I've just read up on it, but as far as I can tell there's still
quite some difference between our goals. My goal was to utilize the
CPU to it's fullest, regardless of blocking calls, in the context of a
threadpool. Your approach seems to try and do away with scheduling
latency and is better suited when timing information is available.

A generic threadpool doesn't have timing information about the work-items
it is processing, so it cannot take part in this type of cooperative scheduling.

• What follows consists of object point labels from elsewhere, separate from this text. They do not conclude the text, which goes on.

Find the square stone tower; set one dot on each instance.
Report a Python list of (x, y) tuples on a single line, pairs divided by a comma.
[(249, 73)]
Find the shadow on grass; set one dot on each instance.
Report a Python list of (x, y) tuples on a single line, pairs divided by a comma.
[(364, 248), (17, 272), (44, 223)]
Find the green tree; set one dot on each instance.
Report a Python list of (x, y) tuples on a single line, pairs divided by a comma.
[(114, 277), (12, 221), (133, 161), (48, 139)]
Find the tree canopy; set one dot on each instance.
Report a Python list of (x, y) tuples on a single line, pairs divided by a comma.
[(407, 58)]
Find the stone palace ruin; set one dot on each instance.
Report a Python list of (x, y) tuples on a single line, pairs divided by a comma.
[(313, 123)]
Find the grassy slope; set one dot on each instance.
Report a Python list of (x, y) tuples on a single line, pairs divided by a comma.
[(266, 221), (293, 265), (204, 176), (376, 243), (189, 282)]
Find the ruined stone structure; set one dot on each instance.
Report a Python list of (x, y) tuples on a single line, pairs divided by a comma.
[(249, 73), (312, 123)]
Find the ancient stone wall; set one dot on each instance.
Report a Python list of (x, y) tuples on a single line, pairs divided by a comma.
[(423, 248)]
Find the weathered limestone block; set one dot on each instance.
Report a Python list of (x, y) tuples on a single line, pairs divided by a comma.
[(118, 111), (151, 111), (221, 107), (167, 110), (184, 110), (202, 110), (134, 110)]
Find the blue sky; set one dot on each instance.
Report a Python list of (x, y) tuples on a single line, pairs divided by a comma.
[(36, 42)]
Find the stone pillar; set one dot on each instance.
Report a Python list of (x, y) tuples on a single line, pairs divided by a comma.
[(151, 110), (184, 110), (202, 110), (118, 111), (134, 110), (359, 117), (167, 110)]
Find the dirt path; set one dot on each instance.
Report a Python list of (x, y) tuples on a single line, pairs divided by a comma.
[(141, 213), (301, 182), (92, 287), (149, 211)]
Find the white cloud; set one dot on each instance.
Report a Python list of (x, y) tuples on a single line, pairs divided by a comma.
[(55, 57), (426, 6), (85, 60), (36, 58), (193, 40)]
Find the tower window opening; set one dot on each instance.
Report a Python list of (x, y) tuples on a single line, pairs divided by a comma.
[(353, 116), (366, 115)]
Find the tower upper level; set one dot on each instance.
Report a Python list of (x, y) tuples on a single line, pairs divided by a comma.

Secondly you're using coop_poll() to wait for timeout and/or fds. In my case
I'm trying to let every blocking syscall cause the wake-up of the next
thread. This means that the threadpool should make no assumptions
about work-items and threadpool users can write any code they want.

Regards,
Stijn

On Thu, Nov 26, 2009 at 10:08 PM, Buck <charles.krasic@xxxxxxxxx> wrote:
> Hi,
>
> I think our research on scheduling is somewhat related to this topic.
>
> I posted to the kernel list a while back, but I'm not sure anyone
> noticed.   Here is a link to
> that post, which contains links to slides and our paper.
>
> http://lwn.net/Articles/358295/
>
> -- Buck
>
> On Nov 21, 3:27 am, Stijn Devriendt <high...@xxxxxxxxx> wrote:
>> > Think of it like a classic user-level threading package, where one process
>> > implements multiple threads entirely in user space, and switches between
>> > them. Except we'd do the exact reverse: create multiple threads in the
>> > kernel, but only run _one_ of them at a time. So as far as the scheduler
>> > is concerned, it acts as just a single thread - except it's a single
>> > thread that has multiple instances associated with it.
>>
>> > And every time the "currently active" thread in that group runs out of CPU
>> > time - or any time it sleeps - we'd just go on to the next thread in the
>> > group.
>>
>> Without trying to sound selfish: after some thinking I can't see how this
>> solves my problem. This is fine for the case you mentioned later on,
>> like UI threads, but it's not powerful enough for what I'm trying to achieve.
>>
>> Let's make the round-trip for the thread pool case and start with an empty
>> thread pool queue:
>> - All threads are blocked on the queue condition variable untill new work
>> is queued.
>> - Thread 1 happily wakes up and runs the work item untill it's blocked.
>> - A new work item arrives and Thread 2 is woken to handle the new work
>>   item.
>> - As long as new work arrives and Thread 2 is not blocked (regardless
>>   of preemption because the deal was that they will not preempt each
>>   other) Thread 2 keeps running this work.
>>   Even when Thread 1 is woken, it will not preempt Thread 1.
>>
>> One solution would be to let Thread 2 call sched_yield, but the
>> question then is "when" and "how much". Every time a lightweight
>> thread yields, you'll incur context switches. Because you don't
>> know when or how much, you'll be penalized for context switching
>> even when not needed. (Consider 1 blocked thread and 4 extra threads
>> sched_yield'ing every 5 work items)
>>
>> Another option is to have a group-leader. Non-leader threads will call
>> sched_yield once in a while in order to try and jump back to the group-leader.
>> The group-leader will always continue work without sched_yield'ing.
>> There's no preemption between these threads.
>> The down-side is that in case multiple of these threads are waiting for
>> an event, wake-ups must wake the group leader rather than the other
>> coop-scheduled threads for this model to work.
>> Another down-side is that when a non-leader thread is blocked and the
>> group-leader is run, the non-leader thread is treated unfair.
>>
>> Either solution's end-result is a very unfair threadpool where one cannot
>> guarantee even a loose FIFO-model where items are handled more or
>> less in the order they are queued and a library that needs to make
>> trade-offs in performance to get this behaviour back.
>>
>> The solution is great when the threads are blocked most of the time
>> and have little CPU processing to do (like UI threads), but doesn't
>> scale beyond that.
>>
>> As ever, enlighten me when you have a great solution to this problem.